The model plant envisioned by the consultants would be located on the shores of the San Francisco bay, near the Marin Rod and Gun Club, by San Quentin, and would produce between 5 and 15 million gallons per day. With half of that capacity being waste product of concentrated brine, which must be discharged back into the Bay. The Marin project would be unusual in that desalination plants are normally co-located with power plants in order to re-use the pressurized steam produced by the power plant, as a cost-saving measure. However, the model considered was based on a small, stand-alone facility.
According to life-cycle cost estimates of desalination and other options, desalination water supply would come at roughly twice the rate as additional Russian River water brought through a new Sonoma-Marin pipeline. Although this immediately brought hard questions from the board of directors to the MMWD staff, regarding cost projections and numbers provided by the Sonoma County Water District.
Director Jared Huffman, and others questioned whether Randy Poole, Director of the SCWA, had provided updated figures for the expansion and improvements the Sonoma County agency has been planning. The answer was "no" there were no new cost analysis provided to Marin, and the figure they were told to use was $180 million dollars (estimates range from $500 million to $1 billion dollars depending if a new water treatment plant is required). Also the question was raised whether there might be 'hidden' costs to the Sonoma water not included in the Desalination Report's comparison chart, and potential desalination plant savings or advantages that were not considered in the Report.
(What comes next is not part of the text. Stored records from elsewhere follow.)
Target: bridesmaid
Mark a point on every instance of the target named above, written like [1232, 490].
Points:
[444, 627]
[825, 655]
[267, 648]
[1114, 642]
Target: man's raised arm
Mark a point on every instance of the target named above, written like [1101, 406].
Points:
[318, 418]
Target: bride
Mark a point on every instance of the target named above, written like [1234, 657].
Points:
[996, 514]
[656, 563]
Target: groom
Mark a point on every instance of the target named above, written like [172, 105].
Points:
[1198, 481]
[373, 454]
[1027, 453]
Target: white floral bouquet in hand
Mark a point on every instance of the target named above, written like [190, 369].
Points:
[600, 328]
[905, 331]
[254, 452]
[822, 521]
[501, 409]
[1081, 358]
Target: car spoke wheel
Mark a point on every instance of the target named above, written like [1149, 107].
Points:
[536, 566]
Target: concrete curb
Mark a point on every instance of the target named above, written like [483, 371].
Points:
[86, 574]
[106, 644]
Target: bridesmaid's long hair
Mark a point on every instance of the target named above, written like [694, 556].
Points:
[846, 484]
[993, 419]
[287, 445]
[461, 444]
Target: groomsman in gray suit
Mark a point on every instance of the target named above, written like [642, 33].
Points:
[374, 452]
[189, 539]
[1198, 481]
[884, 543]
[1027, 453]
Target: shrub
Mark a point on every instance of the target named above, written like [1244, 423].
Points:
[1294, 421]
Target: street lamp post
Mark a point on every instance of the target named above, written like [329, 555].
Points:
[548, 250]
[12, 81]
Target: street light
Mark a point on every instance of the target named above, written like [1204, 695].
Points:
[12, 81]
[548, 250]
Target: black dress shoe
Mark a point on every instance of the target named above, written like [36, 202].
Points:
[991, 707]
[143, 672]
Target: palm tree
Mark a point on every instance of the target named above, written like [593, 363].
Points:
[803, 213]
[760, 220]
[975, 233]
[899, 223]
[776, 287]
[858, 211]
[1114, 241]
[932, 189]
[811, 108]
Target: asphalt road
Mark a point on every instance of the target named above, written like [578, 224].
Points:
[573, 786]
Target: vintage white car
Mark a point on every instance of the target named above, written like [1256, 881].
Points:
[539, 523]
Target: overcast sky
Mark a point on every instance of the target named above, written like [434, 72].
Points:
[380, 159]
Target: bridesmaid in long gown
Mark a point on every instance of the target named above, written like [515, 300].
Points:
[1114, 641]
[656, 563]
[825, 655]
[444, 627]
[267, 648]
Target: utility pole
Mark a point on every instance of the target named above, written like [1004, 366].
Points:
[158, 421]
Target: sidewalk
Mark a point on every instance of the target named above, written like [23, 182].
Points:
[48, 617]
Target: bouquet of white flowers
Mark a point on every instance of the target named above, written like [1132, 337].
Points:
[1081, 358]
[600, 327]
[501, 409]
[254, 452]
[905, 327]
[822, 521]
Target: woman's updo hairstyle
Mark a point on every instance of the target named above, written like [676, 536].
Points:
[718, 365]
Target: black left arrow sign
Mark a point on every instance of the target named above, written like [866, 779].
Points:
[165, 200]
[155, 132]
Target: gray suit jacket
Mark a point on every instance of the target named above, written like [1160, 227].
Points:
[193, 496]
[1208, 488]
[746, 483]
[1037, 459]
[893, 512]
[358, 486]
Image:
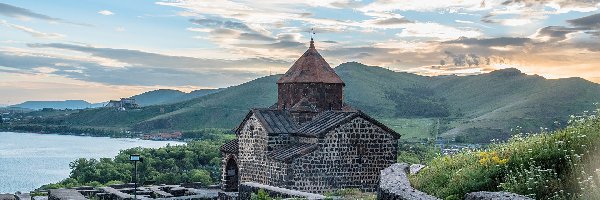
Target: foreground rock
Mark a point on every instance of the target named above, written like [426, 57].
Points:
[495, 196]
[394, 184]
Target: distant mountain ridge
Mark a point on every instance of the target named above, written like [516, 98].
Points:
[473, 108]
[67, 104]
[154, 97]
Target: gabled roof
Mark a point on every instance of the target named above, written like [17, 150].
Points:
[311, 67]
[231, 146]
[274, 121]
[287, 153]
[329, 120]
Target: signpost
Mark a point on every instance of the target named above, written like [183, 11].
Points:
[135, 158]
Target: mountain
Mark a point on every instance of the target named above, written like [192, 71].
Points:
[166, 96]
[67, 104]
[473, 108]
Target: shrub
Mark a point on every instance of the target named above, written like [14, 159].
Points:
[564, 164]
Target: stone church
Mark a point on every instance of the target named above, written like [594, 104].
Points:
[310, 140]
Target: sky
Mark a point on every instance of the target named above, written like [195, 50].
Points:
[96, 50]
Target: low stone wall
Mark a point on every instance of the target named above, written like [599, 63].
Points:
[394, 184]
[495, 196]
[62, 194]
[247, 188]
For example: in comparing the total cost of Russian River supply to desalination, Director Huffman noted that MMWD's SCWA contract requires Marin to buy Sonoma water even during winter months, when Marin reservoirs are full and SCWA water is not needed, and posed the question as to whether the ability to turn desalination plant's production on and off as needed, might result in significant additional cost benefits. Other benefits of desalination, relative to SCWA purchases, are that supply would be available as long the Bay has water, and not dependent on critical habitat for endangered species.
According to the consultant, Desalination Reverse Osmosis plants can be rapidly mobilized and a facility bought by San Diego county was up and running in less than 11 months.
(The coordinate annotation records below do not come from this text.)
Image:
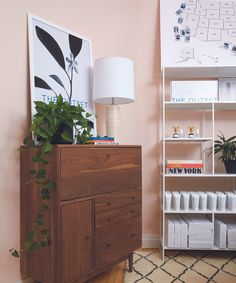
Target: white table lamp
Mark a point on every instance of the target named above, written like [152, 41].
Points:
[113, 84]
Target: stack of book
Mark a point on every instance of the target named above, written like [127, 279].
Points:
[176, 232]
[231, 233]
[200, 231]
[220, 234]
[102, 140]
[184, 167]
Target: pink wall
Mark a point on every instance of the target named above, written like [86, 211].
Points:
[117, 28]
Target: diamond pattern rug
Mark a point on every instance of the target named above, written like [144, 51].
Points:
[183, 267]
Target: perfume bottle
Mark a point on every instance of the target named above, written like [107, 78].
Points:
[191, 132]
[175, 133]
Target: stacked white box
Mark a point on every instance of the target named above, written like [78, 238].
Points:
[184, 232]
[169, 231]
[200, 230]
[220, 234]
[176, 232]
[231, 234]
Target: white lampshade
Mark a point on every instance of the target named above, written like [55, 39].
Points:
[113, 81]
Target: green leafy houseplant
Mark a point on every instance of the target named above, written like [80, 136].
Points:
[226, 151]
[53, 122]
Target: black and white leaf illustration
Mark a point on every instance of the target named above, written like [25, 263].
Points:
[57, 79]
[75, 44]
[52, 46]
[38, 82]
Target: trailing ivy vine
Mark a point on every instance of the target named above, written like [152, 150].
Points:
[46, 124]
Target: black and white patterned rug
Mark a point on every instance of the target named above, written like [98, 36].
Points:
[183, 267]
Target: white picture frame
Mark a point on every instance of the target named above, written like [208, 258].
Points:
[60, 63]
[194, 91]
[227, 89]
[197, 33]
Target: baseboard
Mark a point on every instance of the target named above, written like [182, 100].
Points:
[151, 241]
[28, 280]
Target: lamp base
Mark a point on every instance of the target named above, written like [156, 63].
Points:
[113, 121]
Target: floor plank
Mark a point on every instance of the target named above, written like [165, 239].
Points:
[114, 275]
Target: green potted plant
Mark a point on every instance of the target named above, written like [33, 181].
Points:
[226, 151]
[53, 123]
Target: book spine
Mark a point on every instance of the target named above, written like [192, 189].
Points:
[200, 165]
[184, 171]
[106, 142]
[183, 161]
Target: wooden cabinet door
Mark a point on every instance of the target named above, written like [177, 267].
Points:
[76, 239]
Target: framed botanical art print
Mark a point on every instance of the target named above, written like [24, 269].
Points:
[60, 63]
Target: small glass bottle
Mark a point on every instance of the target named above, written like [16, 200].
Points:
[197, 133]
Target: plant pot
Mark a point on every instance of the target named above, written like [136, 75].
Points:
[230, 166]
[57, 138]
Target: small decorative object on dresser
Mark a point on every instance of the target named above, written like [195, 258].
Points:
[176, 132]
[226, 151]
[95, 215]
[191, 132]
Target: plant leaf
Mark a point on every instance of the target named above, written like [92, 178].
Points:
[43, 207]
[30, 236]
[75, 44]
[57, 79]
[52, 46]
[45, 232]
[47, 147]
[14, 252]
[66, 136]
[38, 82]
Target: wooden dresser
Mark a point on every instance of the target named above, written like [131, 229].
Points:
[95, 217]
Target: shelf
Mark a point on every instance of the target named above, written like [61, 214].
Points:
[219, 105]
[187, 140]
[200, 249]
[169, 105]
[200, 175]
[199, 72]
[225, 105]
[191, 211]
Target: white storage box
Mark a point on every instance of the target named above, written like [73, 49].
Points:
[194, 91]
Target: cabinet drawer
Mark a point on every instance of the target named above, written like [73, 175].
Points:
[117, 215]
[95, 170]
[116, 241]
[117, 200]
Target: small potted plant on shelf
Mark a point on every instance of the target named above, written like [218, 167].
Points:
[53, 123]
[226, 151]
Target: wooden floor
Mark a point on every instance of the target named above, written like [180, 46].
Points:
[114, 275]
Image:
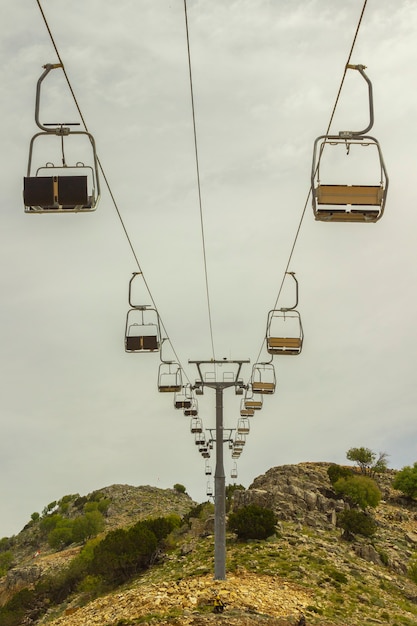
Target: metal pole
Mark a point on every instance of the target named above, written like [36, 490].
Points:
[219, 494]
Production capacity of other alternatives were determined to be insufficient to meet predicted needs and /or were even more expensive than Desalination or Russian River imported water. Volume's are in Acre Feet (AF) which is the equivalent of 1 acre of land, flooded to 1 ft depth, or 328,000 gallons.
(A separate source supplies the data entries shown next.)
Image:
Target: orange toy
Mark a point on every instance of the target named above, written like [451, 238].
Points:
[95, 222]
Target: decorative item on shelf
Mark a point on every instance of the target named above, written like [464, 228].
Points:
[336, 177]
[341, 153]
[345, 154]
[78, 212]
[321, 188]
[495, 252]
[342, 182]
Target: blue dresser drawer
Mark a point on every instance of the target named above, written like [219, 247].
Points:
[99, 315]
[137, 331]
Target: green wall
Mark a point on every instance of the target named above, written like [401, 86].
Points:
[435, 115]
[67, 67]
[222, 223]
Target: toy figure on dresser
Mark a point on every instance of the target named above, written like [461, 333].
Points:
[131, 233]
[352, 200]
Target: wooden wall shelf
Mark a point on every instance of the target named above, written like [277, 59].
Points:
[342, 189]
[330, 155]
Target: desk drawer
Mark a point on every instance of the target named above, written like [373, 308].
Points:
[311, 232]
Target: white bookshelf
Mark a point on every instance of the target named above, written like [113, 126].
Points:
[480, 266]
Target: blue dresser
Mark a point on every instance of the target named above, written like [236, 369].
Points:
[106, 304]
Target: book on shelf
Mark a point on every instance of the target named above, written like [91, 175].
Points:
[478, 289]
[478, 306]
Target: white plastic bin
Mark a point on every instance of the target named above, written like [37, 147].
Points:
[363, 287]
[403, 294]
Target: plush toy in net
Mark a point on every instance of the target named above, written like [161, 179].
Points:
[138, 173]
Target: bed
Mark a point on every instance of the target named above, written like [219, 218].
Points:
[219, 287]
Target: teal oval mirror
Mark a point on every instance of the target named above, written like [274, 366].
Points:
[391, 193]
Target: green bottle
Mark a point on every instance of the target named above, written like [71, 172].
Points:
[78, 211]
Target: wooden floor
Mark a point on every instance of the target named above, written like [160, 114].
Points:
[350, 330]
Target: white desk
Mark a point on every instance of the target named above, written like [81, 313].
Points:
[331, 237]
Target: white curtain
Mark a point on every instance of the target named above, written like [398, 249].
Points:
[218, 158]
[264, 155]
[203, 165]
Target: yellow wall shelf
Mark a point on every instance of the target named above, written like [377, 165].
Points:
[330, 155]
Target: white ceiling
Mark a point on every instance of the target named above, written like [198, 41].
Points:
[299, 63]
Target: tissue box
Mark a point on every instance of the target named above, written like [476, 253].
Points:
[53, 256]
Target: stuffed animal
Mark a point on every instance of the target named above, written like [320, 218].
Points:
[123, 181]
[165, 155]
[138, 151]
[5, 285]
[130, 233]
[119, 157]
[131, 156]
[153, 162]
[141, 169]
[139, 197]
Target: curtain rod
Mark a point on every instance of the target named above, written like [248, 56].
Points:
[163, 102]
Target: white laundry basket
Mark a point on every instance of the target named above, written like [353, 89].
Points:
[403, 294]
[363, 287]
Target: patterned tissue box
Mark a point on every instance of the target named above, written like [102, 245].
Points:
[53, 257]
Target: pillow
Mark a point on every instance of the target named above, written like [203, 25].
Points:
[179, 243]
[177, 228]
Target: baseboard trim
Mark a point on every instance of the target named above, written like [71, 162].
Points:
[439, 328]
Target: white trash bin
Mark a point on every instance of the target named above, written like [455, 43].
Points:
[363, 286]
Graywater: $1341 dollars per AF; Seawater Reverse Osmosis: $879 per AF; Russian River import: $398 per AF (note: does not include cost increases from expansion projects in Sonoma)
Motivation for considerations of alternatives to a new MMWD pipeline and increased dependence on SCWA water include concerns about: the potential of SCWA prices to skyrocket, projected Sonoma demand trends and the strain already experienced on the SCWA system, degrading SCWA water quality, and the increasingly controvercial environmental damage done to the fisheries of the Eel and Russian Rivers.
It is worth noting that this 'Devil's Choice' between expensive, awkward, environmentally harmful water supplies is based primarily upon the assumption that Marin will continue to increase in population, something within the power of Marin's elected leaders to curtail and a goal, the benefit of which has not been concretely established.